Philippines maritime claim about changing the name “Benham Rise” to “Philippine Rise”

amended chart and relevant information, including geodetic data, concerning an amendment to a chart deposited by the Philippines on 2 July 2012 changing the name “Benham Rise” to “Philippine Rise”, as contained in Executive Order No. 25 Changing the Name of “Benham Rise to Philippine Rise” and for Other Purposes of 16 May 2017.

The Benham Rise, also known as the Philippine Rise, is an extinct volcanic ridge located in the Philippine Sea approximately 250 kilometers (160 mi) east of the northern coastline of Dinapigue, Isabela. The rise has been known to the people of Catanduanes as Kalipung-awan as early as the precolonial era of the Philippines, which literally means “loneliness from an isolated place”.

Under the Philippine Sea lie a number of basins including the West Philippine Sea Basin, inside of which is located the Central Basin Fault (CBF). The Benham Plateau is located in the CBF and its basement probably is a micro-continent. Several scientific surveys have been made on the feature to study its nature and its impact on tectonic subduction, including one about its effects on the 1990 Luzon earthquake. The Philippines claimed this feature as part of its continental shelf in a claim filed with the United Nations Commission on the Limits of the Continental Shelf on April 8, 2009, and which was approved under the United Nations Convention on the Law of the Sea (UNCLOS) in 2012.

The rise is designated as a “protected food supply exclusive zone” by the Philippine government since May 2017. Mining and oil exploration are banned in the Benham Plateau as it is a protected area. On May 16, 2017, President Rodrigo Duterte signed Executive Order No. 25, renaming the feature to “Philippine Rise”.

United Nations recognition of the Philippine claim

Despite its proximity to the archipelago, the plateau was previously not included in the territory of the Philippines. On April 8, 2009, the Republic of the Philippines lodged a partial territorial waters claim with the United Nations Commission on the Limits of the Continental Shelf in relation to the continental shelf in the region of Benham Rise.It was submitted as part of petition expanding the archipelago’s baselines and exclusive economic zone through a law that also included other claims involving disputed territories of the Kalayaan Islands (Spratly Islands) and Scarborough Shoal. According to the government’s claim, based on a set of guidelines by the commission on the Limits of the Continental Shelf, the area satisfies the 350-mile constraint line since the outer limits of the continental shelf are located landward of the constraint line, which is located 350 miles from the baselines where the measurement of the breadth of the territorial sea begins.

The Congress of the Philippines enacted the bill of Senator Miriam Defensor Santiago, now known as Republic Act No. 9522, or the Archipelagic Baselines Law, which is the basis of the claim. According to the document the region is bounded by the Philippine Basin on the north and east, and by Luzon on the west and south. It asserted that, according to scientific data based on seismic, magnetic, other geological features, the Benham Rise is an extension of the Philippines’ continental shelf. In summary, the baselines, the basis used for delineating the maritime territorial and jurisdictional zones (including the continental shelf), conform with the requirements of the UN Convention of the Law of the Sea (UNCLOS). The claim is only a partial claim since the law that allows the Philippines to expand its territorial boundaries also includes islands in the South China Sea.

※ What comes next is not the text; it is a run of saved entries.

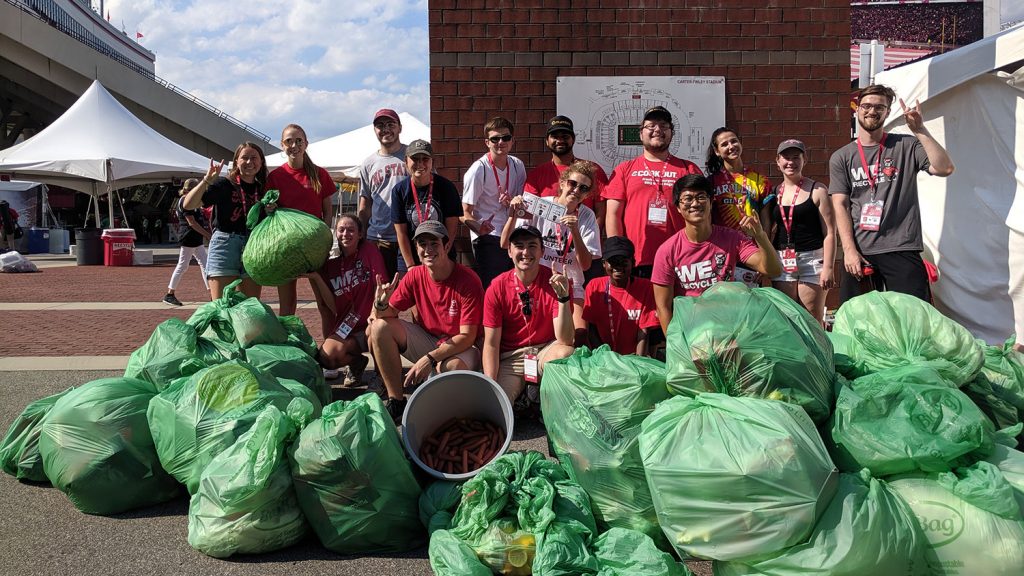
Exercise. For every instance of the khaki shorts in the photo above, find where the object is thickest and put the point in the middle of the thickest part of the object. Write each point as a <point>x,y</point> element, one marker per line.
<point>419,342</point>
<point>510,370</point>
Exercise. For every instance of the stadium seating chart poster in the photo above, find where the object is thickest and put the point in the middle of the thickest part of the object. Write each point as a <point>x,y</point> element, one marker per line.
<point>606,113</point>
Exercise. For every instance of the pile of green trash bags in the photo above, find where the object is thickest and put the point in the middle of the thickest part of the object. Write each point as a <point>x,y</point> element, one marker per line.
<point>353,482</point>
<point>907,418</point>
<point>196,418</point>
<point>284,245</point>
<point>735,478</point>
<point>881,330</point>
<point>246,500</point>
<point>96,448</point>
<point>594,403</point>
<point>19,448</point>
<point>756,342</point>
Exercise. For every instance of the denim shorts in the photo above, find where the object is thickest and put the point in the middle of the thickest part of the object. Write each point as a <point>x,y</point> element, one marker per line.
<point>224,254</point>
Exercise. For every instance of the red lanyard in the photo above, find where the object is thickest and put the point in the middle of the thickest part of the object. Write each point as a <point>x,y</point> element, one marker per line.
<point>416,199</point>
<point>787,219</point>
<point>871,177</point>
<point>508,173</point>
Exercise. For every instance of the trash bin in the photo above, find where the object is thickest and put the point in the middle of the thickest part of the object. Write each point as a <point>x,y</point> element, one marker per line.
<point>88,247</point>
<point>119,246</point>
<point>39,241</point>
<point>459,394</point>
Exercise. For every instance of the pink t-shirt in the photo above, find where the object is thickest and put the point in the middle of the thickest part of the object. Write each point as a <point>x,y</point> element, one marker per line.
<point>692,268</point>
<point>353,282</point>
<point>445,305</point>
<point>297,192</point>
<point>640,184</point>
<point>503,309</point>
<point>632,309</point>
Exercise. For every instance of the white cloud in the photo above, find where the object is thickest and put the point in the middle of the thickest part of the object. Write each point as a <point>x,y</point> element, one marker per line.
<point>322,64</point>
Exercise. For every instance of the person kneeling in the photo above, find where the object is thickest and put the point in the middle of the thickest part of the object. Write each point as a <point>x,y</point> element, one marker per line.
<point>448,296</point>
<point>518,337</point>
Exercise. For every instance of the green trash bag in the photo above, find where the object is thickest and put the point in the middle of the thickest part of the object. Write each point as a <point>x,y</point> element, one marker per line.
<point>628,552</point>
<point>19,448</point>
<point>246,500</point>
<point>197,418</point>
<point>96,448</point>
<point>353,482</point>
<point>735,478</point>
<point>284,245</point>
<point>865,530</point>
<point>594,403</point>
<point>890,329</point>
<point>236,319</point>
<point>291,363</point>
<point>965,538</point>
<point>907,418</point>
<point>759,342</point>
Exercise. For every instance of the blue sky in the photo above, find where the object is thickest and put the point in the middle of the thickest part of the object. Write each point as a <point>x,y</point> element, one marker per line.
<point>325,65</point>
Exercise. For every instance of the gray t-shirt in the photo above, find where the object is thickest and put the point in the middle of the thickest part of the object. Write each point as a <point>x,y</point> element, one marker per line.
<point>378,175</point>
<point>896,186</point>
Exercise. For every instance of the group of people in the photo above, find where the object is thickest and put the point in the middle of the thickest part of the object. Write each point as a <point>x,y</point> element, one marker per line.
<point>545,282</point>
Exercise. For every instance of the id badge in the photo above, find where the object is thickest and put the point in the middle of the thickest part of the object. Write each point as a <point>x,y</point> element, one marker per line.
<point>346,327</point>
<point>788,260</point>
<point>870,215</point>
<point>529,368</point>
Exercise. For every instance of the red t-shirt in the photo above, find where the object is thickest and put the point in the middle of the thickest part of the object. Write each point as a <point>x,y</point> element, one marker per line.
<point>637,184</point>
<point>297,192</point>
<point>503,309</point>
<point>543,181</point>
<point>694,268</point>
<point>443,306</point>
<point>353,282</point>
<point>632,309</point>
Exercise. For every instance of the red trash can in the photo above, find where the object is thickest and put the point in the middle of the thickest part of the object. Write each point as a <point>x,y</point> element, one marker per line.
<point>119,246</point>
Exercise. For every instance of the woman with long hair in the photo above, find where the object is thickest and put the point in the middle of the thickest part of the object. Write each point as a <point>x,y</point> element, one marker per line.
<point>304,187</point>
<point>230,197</point>
<point>192,243</point>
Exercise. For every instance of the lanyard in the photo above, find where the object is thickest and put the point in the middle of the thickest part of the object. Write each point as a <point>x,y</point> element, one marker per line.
<point>787,219</point>
<point>416,199</point>
<point>871,176</point>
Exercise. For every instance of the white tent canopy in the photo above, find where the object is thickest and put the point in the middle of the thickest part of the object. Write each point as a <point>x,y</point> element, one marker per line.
<point>973,221</point>
<point>343,154</point>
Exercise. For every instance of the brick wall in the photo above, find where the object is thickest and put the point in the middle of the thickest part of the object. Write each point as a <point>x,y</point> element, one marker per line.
<point>786,65</point>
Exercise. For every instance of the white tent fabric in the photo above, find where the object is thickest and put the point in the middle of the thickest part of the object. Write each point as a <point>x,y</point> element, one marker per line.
<point>973,221</point>
<point>98,141</point>
<point>343,154</point>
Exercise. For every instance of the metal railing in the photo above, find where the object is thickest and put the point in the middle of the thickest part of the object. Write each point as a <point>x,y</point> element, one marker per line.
<point>48,12</point>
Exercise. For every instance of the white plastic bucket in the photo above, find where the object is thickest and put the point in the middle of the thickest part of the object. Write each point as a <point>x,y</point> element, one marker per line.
<point>460,394</point>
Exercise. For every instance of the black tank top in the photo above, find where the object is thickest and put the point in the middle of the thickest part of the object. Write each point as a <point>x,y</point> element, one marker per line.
<point>807,233</point>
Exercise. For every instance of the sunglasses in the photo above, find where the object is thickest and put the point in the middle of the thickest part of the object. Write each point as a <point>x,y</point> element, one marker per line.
<point>582,189</point>
<point>527,307</point>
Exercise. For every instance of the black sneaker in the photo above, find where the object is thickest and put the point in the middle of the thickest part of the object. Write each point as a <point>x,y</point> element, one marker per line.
<point>395,408</point>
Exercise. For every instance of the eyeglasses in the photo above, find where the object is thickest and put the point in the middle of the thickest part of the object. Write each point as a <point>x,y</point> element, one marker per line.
<point>880,108</point>
<point>694,199</point>
<point>582,189</point>
<point>527,307</point>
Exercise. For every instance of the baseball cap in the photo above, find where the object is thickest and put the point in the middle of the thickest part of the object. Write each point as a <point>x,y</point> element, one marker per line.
<point>792,142</point>
<point>386,113</point>
<point>560,123</point>
<point>617,246</point>
<point>432,228</point>
<point>419,148</point>
<point>657,112</point>
<point>524,230</point>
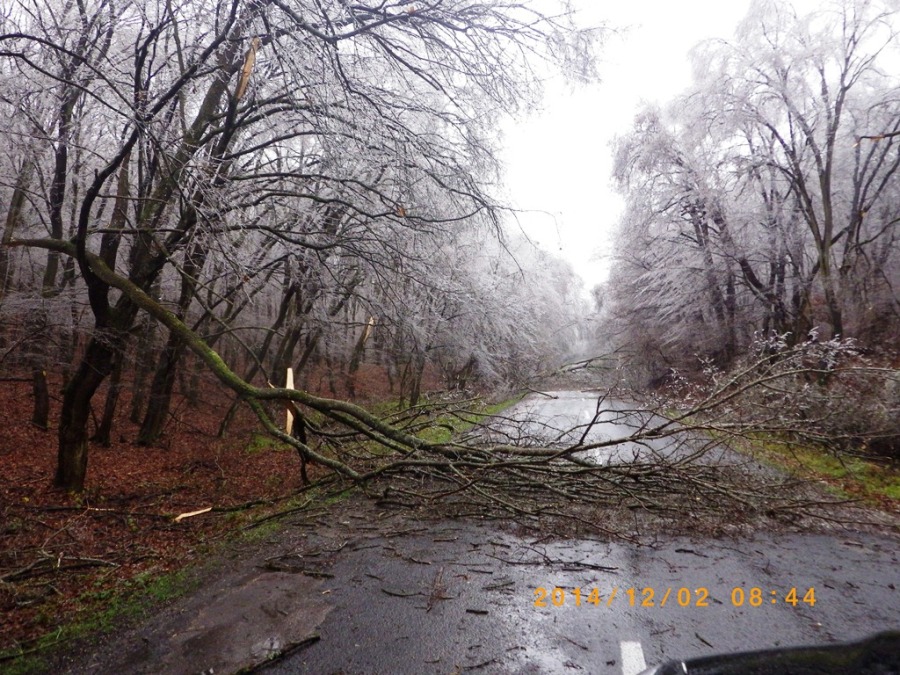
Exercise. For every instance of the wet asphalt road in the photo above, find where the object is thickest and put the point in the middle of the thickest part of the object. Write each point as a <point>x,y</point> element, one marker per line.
<point>377,591</point>
<point>457,598</point>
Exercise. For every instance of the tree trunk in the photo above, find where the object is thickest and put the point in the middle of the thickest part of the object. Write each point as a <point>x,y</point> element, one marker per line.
<point>160,399</point>
<point>41,415</point>
<point>96,365</point>
<point>102,436</point>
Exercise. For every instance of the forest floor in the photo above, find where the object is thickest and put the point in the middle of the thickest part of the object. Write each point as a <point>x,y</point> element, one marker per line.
<point>71,564</point>
<point>75,564</point>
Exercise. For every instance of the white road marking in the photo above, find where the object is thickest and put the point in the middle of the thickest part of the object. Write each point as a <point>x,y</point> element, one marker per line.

The Philippines filed its claim for Benham Rise in 2008 in compliance with the requirements of the United Nations Convention on the Law of the Seas. The UN officially approved the claim in April 2012, the first claim of the Philippines approved by an international body since the colonial era.

After Chinese survey ships were spotted in the region in 2017, Philippine president Rodrigo Duterte suggested that the plateau be renamed to emphasize the Philippine’s sovereignty over the area. Soon after, the Department of Foreign Affairs announced plans to come up with a new name. In May 2017, the Philippine government officially adopted the name “Philippine Rise” for the feature[9] and designated the area as a “protected food supply exclusive zone” and prohibited mining and oil exploration in the Benham Plateau, angering China in the process. China maintained that the Philippines has no sovereign rights or sovereignty over the Benham Rise despite a UN-backed international ruling in 2012 that says otherwise.